Last night AMC ran The Day The Earth Stood Still. The original, not the Keanu one. I've been thinking about Klaatu's final speech to the assembled Earth folk, where he lays out the choices: Stick to Earth and do what you please, venture in to space while continuing your warlike ways and be obliterated, or clean up your act, and join or interplanetary community.
He talks about how the civilizations on other worlds understand the need for law and order, like Earthlings, but out in space, they entrusted the robots with the task of law enforcement. What I find interesting is he says they've given the robots 'absolute power over us'*. Also that the penalty for provoking them is 'too terrible to risk'. The way he frames it, this leaves the people free from war and aggression, to pursue more 'profitable enterprises'**. Which I can see. They can't make war, or fight, because they'll be killed, or their planet destroyed, so they have to find something else to occupy their time.
It sounds like a civilization built on fear. Don't be aggressive, because if you are Robot Guy will disintegrate you. I don't know how much aggression is required to bring the Death Beam down upon you, or how much leeway the robots have in their interpretation of aggression. Gort killed those two soldiers who were moving slowly towards him, though they hadn't fired upon him yet (and weren't capable of damaging him with their popguns), which suggests the robots aren't big on shades of gray. It doesn't sound all that different from what we have on Earth. There are people who don't commit crimes because they believe it's wrong, or it wouldn't occur to them. There are also people who don't commit crimes because they're afraid of being caught and thrown in prison, or executed. We don't use robots with laser eyes, and I don't know that there's a set of laws all countries across Earth obey equally (whereas I get the impression every planet in the alliance Klaatu's part of follows the same rules), but the concept doesn't seem that different.
At the time the movie was released, the U.S. and the Soviets had atomic weapons, so everybody was a little edgy about whether they'd blow each other (and everyone else on the planet) to smithereens. So the idea of come on people, now, smile on your brother, everybody get together and we'll be able to join a totally awesome Space Civilization sounds pretty appealing. Better than death by atomic fire, and it'd be a sign of growth as a species if people could put aside ideological differences and work together. I have a hard time picturing that, all sides trying to find some equitable middle ground that everyone can be satisfied with.
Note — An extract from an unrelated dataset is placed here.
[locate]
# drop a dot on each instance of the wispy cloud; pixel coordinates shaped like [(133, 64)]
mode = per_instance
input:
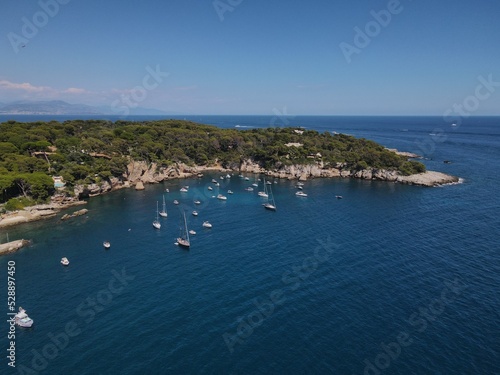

It still feels like trading one Sword of Damocles for another, though. In theory the robots would be better, because you can be killed by an A-Bomb even if you had nothing to do with what brought things to the point somebody uses one. With Gort and his ilk, if you're being disintegrated, you were probably actively taking part in the "aggression" that was deemed objectionable. On the other hand, Gort doesn't seem like someone you could reason with, or make an appeal to. Gort sees you do something, he acts, you're more than likely screwed. With other people, there's at least a chance you could reason with them, convince them not to stay on their present course. It might fail, they might be hellbent on carrying out their plans, but there's a chance.
* Which isn't true is, it? Klaatu is able to give Gort commands, override his impulses to eradicate everything. Maybe it works because Klaatu isn't the one doing things that Gort would respond to.
** The way he says that makes me wonder what he means. It sounds ominous. "The assembled Great Powers agree to set aside their differences to exploit all the lesser people of the universe" and all that. I may just be an distrustful person.